I won’t have ‘Alexa’ in my home.

Apart from the fact that I can turn on my lights all by myself, remind myself of what I need from the shops, and can even manage to look out of the window to work out whether I need to take an umbrella, I really can’t stand the idea that this technological monkey that we ask to perform such tricks, has to be a ‘she’. “She’ll tell you anything you want to know” we are constantly assured, as if she is just waiting for a command from her master.

Why does she have to be ‘she’?

It is because the assumptions that society has around clerical workers is that they are white, middle class and - female. As legend has it, when Microsoft carried out development research for Cortana, they researched with human PAs, who of course, were women. No surprise then that we mostly refer to digital assistants as ‘she’, that they have female voices, and are gendered.
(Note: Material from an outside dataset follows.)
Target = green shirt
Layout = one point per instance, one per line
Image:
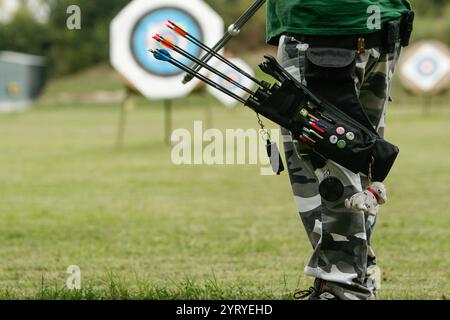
(329, 17)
To the extent that when Cortana first launched the advertising said ‘all you have to do is ask”.

Blade Runner 2049 visualised and personified this very idea in the character of ‘Joi’. She appears to be the helpful digital assistant that by 2049 is a holographic device. But of course she is more than that, she is a welcome distraction, something to placate - or sedate - the masses, and she can be programmed, upgraded and augmented through various applications to carry out all of K’s routine daily demands: a seamless blending of home wife and office wife. A good stab at the probable future of digital assistance but it doesn’t mean we have to like that, or condone that, or think we should settle for that. I won’t collude in this un-feminist future, I want an alternative future, so I won’t invite Alexa into my house.
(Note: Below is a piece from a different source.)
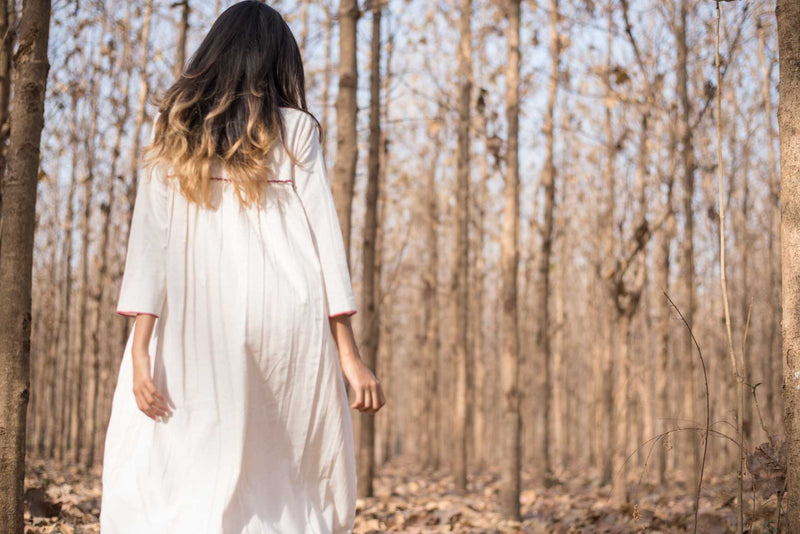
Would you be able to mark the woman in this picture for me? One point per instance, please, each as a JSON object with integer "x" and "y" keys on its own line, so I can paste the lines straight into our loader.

You may think that this is petty, or a small concern. But writ large as part of the Fourth Industrial Revolution, this outsourcing of a traditionally female role in the workforce, has big consequences.

The World Economic Forum had already previously warned that it will take until 2186 to achieve economic equality between the sexes, that the economic gender gap had peaked in 2013 and was going backwards and that the likelihood was that by 2020 whilst men would gain one job for every three lost to robots, women would gain one job only for every five lost to robots.
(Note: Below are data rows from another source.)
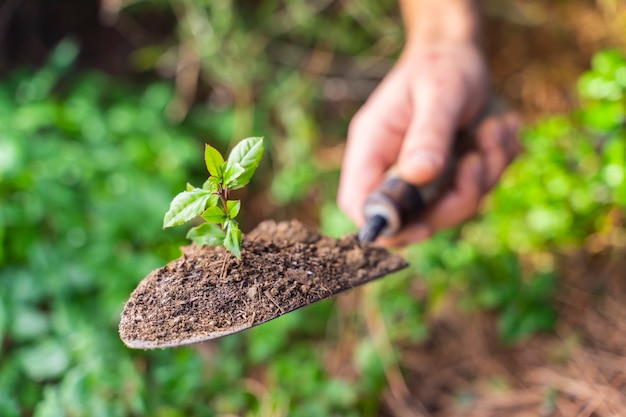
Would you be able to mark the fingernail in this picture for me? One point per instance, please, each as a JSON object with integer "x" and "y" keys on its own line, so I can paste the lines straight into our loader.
{"x": 422, "y": 166}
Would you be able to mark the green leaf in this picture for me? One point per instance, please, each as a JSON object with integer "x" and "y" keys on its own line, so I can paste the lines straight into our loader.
{"x": 185, "y": 207}
{"x": 212, "y": 184}
{"x": 207, "y": 234}
{"x": 215, "y": 214}
{"x": 232, "y": 172}
{"x": 214, "y": 161}
{"x": 248, "y": 153}
{"x": 232, "y": 241}
{"x": 233, "y": 208}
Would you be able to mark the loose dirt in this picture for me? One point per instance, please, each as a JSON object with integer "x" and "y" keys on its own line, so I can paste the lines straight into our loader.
{"x": 208, "y": 293}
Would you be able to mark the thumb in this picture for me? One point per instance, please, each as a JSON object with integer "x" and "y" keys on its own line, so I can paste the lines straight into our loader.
{"x": 426, "y": 148}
This week the World Economic Forum released a new report, in collaboration with Boston Consulting Group, which analyses the job of reskilling the global workforce to ready us for the world of work to come. It looked at likely job transitions in the wake of automation and whilst its focus is on how and where to re-skill workers, one statistic jumps out. Of the 1.4 million jobs expected by the US Bureau of Labor Statistics to be disrupted between now and 2026, the majority (57%) will be among women. The report finds that men have nearly twice as many job transition possibilities as women. Very specifically, the losses amongst secretaries and administrative assistants are highlighted: 164,000 female admin staff are at risk compared to 90,000 men in vulnerable assembly line jobs.

I have been calling this out for the last three years, ever since I saw the film Advantageous which depicts a dystopian world of tomorrow for women. The film tackles the life and work of women in a world that is ageist, that holds women to unattainable standards of lifelong beauty and makes the education of girls expensive and elitist. It tackles sexism, ageism, inequality and adultery, and as Jennifer Phang, the film’s female director says: “We decided to pursue the notion of the neo-traditionalist society where traditional gender roles were experiencing a resurgence due to an economic crisis…reactionary nostalgia for ‘simpler times’…when women’s primary charge in life was to be attractive to men…[and]…when women were satisfied in supporting roles”

Alexa is the ultimate supporting role.

Not only are we programming society’s gender bias into today’s technology, we are carrying those prejudices over into the fourth industrial revolution. We should no longer be worrying primarily about today’s pay gap between men and women but tomorrow’s pay gap between women and machines. The former we are trying hard to overcome, but the latter we could - with a bit of strategic foresight now - prevent from ever happening at all.